True. Don't drive around looking for garage sale signs much anymore, but back in the day I scored the entire Ewok Village, a brand new still-in-the-box Millennium Falcon with eight of the best Star Wars figures inside, and even an X-Wing Fighter. NOW there is a show on the Travel Channel called the Toy Hunter, and if he'd just call, I could be his wing man and we could make a fortune.

True. These days, I don't do much hand washing of delicate apparel. My old washing machine had two cycles. Regular and Permanent Press. The old girl lived a respectable 20 years. My new machine has 1,945 different settings, shrinks just about anything it touches, and breaks down if I whisper the word SPIN. Not to mention the repairman no longer makes house calls, and expects to "talk me through it" from somewhere in a foreign land and in a foreign tongue. I hang up after the word phalange. My mother taught me not to talk about such things with strangers.

True. I don't carry change in my pockets for pay phones. I used to do that for pay toilets, too. Maybe if WE still had those, I wouldn't have to use one foot to push open the door on the way out, while grabbing a paper towel with my other hand, then switching feet so I can make the throw to the garbage can without touching the door handle or the faucet on the sink. Oh, and that is only after I embarrass myself by waving my hands under the faucet on all three sinks and there is no water, and then under the paper towel dispenser and there are no towels.

True. I don't use a map while driving, but then the men in my life never stopped to ask for directions BEFORE so why do it NOW? NOW, the men in my life, listen to another woman's silky, throaty, come-hither voice on the GPS, leading them on, and they argue with HER, make the wrong turn 'cause they STILL know better, and get lost anyway.

True. I don't have to remember PHONE NUMBERS anymore, but now I have to recall 2,902 PASSWORDS that at one time were the names of my least favorite relatives, but now I am told they must be STRONG PASSWORDS, so I keep them on a list SOMEWHERE that I could probably remember if I was still using what's left of my memory neurons to store the old phone numbers I used to know by heart.

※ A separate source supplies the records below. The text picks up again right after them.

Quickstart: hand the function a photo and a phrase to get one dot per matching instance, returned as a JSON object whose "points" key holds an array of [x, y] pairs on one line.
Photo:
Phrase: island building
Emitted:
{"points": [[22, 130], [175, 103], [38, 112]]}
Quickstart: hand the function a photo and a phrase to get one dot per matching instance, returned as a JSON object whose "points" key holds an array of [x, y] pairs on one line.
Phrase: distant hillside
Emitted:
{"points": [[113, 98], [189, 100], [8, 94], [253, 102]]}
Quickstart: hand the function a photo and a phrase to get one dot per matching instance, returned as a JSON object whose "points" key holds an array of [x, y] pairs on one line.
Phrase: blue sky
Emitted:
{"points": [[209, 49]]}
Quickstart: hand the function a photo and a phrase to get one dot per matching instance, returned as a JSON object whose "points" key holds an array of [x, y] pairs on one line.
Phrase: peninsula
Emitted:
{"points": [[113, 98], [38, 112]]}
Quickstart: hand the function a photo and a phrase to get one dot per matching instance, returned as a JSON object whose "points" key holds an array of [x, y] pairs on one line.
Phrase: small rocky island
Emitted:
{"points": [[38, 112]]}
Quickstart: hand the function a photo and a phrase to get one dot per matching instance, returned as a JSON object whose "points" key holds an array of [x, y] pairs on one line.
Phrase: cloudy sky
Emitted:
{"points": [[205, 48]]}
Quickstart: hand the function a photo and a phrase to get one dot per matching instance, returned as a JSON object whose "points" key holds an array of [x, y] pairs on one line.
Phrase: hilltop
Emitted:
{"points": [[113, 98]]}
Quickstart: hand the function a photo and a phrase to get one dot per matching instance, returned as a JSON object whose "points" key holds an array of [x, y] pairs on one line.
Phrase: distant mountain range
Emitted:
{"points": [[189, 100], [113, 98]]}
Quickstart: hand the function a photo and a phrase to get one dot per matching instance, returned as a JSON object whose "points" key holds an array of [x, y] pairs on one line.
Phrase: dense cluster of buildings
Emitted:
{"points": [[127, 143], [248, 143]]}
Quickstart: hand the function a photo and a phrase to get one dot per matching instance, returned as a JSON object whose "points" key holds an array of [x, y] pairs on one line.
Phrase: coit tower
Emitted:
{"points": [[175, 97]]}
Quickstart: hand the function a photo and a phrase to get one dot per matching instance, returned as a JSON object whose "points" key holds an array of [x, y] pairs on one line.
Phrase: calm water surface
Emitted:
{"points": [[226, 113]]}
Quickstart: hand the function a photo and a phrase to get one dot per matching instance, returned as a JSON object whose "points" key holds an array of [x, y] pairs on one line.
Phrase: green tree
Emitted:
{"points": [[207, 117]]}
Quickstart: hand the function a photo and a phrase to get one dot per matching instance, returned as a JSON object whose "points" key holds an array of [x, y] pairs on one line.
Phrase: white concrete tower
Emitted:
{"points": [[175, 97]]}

FALSE. Now to the good part. I still have CD's. Lots and lots and lots and lots of them...and so do SOME very close relatives of mine, many quite a bit younger than I and now THEY are coming home and searching the basement stash for VINYL LP's.  Ha! And if I am the last person on the face of the planet to have a Sony Walkman CD player, I will make a fortune, a fortune I tell you.

FALSE. I still print out pictures. At home and at Walgreen's and I still make photo albums. And one day, SOME PEOPLE will wish they had too. One day SOME LUCKY PEOPLE will get a card from me with a few "snaps" tucked inside and they will put them on the refrigerator door with a magnet and not feel quite so far away from the ones that they love.

FALSE. I still write LETTERS. Real ones. On paper. In ink. With a pen. Sealed in an envelope. With a stamp. And I sign it I LOVE YOU. I send cards. Cards you can keep in a box. Or put on your desk at work. Cards that make you laugh. Cards that say I miss you. Cards and letters that say I care. I will admit, with a heavy sigh, that I don't receive that many anymore. But I still have just enough to remind me that WE just might not mind opening the mailbox and finding YOU there.


WE are not ME. And I am not YOU. BUT I am sorry, so very sorry to inform you, that one day soon, sooner than you can grasp, SOME PEOPLE will write another article, some day in the not so distant future telling YOU how obsolete you have become. How the world has passed you by. How all your widgets and gadgets and apps and acronyms are passe'. How all that stuff in YOUR closet is ancient and terribly amusing. And oh that fateful day, when YOU go online to buy a funny card, and there you stand, in your high school finery, right on the front cover, and there is a kid behind you snorting with laughter and, saying...


Trust me. It will happen. But the secret? Wait. Wait about ten more years and these same smartie pants will be on stage wearing a version of what YOU wore in high school and thinking THEY invented rattails and acid washed jeans.

Don't YOU worry.  

WE will leave a light on in the cave for YOU.